Several forces have come together to transform the way the economy and the flow of
products and services have been organised since the Industrial Revolution.
It is the advent of information and communications
technologies that is the main motor of this second great transformation. These will
transform not only older and traditional industries, but the very way in which all
companies organise their work and, even more significantly, the manner in which they
perceive production and consumption. The New Economy will, increasingly, be based on
services rather than products, on information resources rather than physical resources,
and on knowledge-rather than physical-assets. It will bring into existence new industries
that merely produce information and knowledge. The advent of infotech has profound
implications for all segments of the economy through the increasing integration of
markets, declining transaction-costs, the erosion of entry-barriers, the growth of
knowledge-based industries and firms, greater flexibility in creating and distributing
products and services, an increasing uncertainty even in traditional industries, and the
segmentation of a market hitherto held together by the dis-economies of fragmentation.
The strategic challenges for managers in this millennium
are different. Firstly, new technologies and changes in the market will make it possible
to segment customer groups and differentiate products and services on an unforeseen scale.
Secondly, since competitive advantage in such markets will result from bundling together
several services with the product, the need to integrate these within a company, or to
achieve them through alliances with other companies will become vital.
Declining transaction costs and the need to manage and leverage knowledge and information will
alter the scope and boundaries of firms. Market-pressures that could earlier be contained
through a divisional form will need the dispersal of strategic decision-centres within an
organisation. From a unidirectional flow of information, the new firm will be built around
a network. Obviously, the need for more co-ordination and managing linkages between
centres will be critical to the successful implementation of strategies.
In other words, responsibilities and the flow of strategic
information will need to be dispersed within an organisation. However, even this may not
be enough, and companies will have to create linkages with such knowledge centres in other
firms. The result will be the disaggregation of strategic tasks within large firms. The
21st Century firm will look like an aggregation of such disaggregated structures.

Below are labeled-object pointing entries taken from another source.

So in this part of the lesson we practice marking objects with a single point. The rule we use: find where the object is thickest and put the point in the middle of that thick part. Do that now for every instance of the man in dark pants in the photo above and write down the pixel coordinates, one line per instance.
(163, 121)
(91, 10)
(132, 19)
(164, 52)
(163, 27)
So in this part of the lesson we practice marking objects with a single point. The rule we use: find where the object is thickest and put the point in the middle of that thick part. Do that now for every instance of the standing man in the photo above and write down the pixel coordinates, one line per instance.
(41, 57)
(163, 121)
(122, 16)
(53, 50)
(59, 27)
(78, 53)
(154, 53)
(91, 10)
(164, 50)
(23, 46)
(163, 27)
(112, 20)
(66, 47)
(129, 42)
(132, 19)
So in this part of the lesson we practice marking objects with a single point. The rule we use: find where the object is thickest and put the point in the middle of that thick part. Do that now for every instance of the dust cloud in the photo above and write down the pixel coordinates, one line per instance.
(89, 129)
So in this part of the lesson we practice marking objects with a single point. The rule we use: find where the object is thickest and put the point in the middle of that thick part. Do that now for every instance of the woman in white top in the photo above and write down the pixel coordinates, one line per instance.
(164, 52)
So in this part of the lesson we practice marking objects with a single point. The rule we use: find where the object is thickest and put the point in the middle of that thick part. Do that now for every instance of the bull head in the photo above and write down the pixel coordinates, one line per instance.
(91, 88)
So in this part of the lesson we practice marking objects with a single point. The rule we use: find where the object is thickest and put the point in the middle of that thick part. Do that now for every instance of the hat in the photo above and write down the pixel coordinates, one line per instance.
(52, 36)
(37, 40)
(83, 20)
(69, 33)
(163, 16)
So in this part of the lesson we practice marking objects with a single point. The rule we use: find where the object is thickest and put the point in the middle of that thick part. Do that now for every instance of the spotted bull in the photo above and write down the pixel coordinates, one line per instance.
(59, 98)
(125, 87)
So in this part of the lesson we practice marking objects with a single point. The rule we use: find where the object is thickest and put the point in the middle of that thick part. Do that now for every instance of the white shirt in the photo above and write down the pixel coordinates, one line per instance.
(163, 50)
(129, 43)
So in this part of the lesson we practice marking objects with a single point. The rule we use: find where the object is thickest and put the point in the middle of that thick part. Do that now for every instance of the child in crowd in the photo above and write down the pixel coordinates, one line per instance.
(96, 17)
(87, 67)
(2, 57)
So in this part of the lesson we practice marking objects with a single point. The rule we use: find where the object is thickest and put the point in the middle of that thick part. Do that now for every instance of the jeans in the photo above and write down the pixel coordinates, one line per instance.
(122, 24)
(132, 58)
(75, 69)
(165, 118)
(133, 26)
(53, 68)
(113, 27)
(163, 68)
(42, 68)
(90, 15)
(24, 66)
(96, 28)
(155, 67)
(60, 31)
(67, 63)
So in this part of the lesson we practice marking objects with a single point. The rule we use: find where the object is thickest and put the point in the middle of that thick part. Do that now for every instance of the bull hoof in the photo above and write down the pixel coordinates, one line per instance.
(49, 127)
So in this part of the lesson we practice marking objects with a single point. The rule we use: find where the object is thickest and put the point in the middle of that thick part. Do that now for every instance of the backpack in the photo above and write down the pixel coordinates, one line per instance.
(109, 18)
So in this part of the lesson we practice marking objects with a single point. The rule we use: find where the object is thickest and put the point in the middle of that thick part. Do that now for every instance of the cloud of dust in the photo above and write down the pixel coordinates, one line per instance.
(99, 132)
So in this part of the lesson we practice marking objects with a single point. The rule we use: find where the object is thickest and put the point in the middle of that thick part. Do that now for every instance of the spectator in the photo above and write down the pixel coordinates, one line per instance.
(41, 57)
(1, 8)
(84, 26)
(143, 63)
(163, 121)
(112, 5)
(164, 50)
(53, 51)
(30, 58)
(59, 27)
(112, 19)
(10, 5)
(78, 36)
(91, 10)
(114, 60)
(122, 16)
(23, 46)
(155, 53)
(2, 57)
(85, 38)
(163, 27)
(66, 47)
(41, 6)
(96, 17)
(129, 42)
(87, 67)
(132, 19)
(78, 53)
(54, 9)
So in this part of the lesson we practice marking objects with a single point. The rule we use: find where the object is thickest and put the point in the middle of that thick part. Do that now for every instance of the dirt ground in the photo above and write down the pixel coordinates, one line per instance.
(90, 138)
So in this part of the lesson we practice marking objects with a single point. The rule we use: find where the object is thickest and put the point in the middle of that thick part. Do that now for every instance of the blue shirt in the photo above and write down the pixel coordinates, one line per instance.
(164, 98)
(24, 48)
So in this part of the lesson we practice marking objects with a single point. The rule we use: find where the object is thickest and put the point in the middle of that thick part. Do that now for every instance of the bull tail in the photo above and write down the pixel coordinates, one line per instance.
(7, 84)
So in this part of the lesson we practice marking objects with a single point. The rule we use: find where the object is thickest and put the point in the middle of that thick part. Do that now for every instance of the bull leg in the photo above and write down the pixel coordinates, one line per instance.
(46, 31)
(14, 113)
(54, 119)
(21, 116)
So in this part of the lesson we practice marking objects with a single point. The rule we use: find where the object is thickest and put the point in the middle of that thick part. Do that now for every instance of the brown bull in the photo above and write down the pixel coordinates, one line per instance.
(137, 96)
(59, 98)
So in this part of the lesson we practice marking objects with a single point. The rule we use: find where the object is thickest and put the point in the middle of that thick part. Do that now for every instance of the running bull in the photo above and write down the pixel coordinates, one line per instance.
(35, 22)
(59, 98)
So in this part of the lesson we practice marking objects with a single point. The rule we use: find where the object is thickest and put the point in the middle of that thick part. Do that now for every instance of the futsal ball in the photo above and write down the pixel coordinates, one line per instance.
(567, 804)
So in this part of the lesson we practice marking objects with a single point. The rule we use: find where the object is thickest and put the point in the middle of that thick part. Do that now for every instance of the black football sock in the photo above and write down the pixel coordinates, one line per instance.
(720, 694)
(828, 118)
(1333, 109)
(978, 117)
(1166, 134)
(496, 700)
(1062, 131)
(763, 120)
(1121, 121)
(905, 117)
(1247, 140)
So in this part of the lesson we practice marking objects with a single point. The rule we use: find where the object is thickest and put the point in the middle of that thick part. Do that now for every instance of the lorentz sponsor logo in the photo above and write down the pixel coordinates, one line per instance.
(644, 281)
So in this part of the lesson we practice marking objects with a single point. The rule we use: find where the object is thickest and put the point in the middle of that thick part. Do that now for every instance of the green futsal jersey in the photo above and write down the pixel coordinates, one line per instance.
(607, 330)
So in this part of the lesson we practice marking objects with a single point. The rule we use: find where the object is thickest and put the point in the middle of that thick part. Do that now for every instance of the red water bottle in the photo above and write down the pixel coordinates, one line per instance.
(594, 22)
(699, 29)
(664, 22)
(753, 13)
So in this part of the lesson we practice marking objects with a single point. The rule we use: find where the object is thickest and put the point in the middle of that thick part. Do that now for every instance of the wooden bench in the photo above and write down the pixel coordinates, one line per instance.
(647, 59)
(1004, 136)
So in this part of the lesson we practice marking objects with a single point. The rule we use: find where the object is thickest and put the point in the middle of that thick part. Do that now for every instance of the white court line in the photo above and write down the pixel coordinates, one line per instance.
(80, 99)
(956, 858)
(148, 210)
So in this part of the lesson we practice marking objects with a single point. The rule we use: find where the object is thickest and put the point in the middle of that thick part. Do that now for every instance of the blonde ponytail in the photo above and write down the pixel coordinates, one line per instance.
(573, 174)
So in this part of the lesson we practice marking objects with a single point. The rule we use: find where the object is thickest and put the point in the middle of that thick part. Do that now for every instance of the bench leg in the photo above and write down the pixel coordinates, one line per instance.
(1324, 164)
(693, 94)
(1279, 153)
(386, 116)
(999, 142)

Delivering value to the customers will become increasingly dependent on linkages between
firms with permeable borders.
So far, successful firms have managed this disaggregation
through internal processes. Firms like Microsoft or, closer home, Infosys have managed
this through teams, task-oriented groups, and divisions. The role of the centre remains
limited to handling the firm's human resources, managing its relationship with capital
markets, and strengthening the role of self-managed teams.
As we move further into this millennium, the co-ordination
of activities across firms to formulate successful strategies will pose a special
challenge. Companies will have to learn to share the benefits from these linkages. Such
relations between firms will be mediated by financial markets. There will also be the need
for teams from 2 independent firms to forge linkages.
The corporate centre's task will no longer be the
formulation and implementation of strategy, but the orchestration of strategy-formulation
at different levels in its own organisation, and in the network structure within which
most firms will be embedded. It is the strength of these linkages, networks, or alliances
that will create the flexibility to cope with a rapidly-changing marketplace.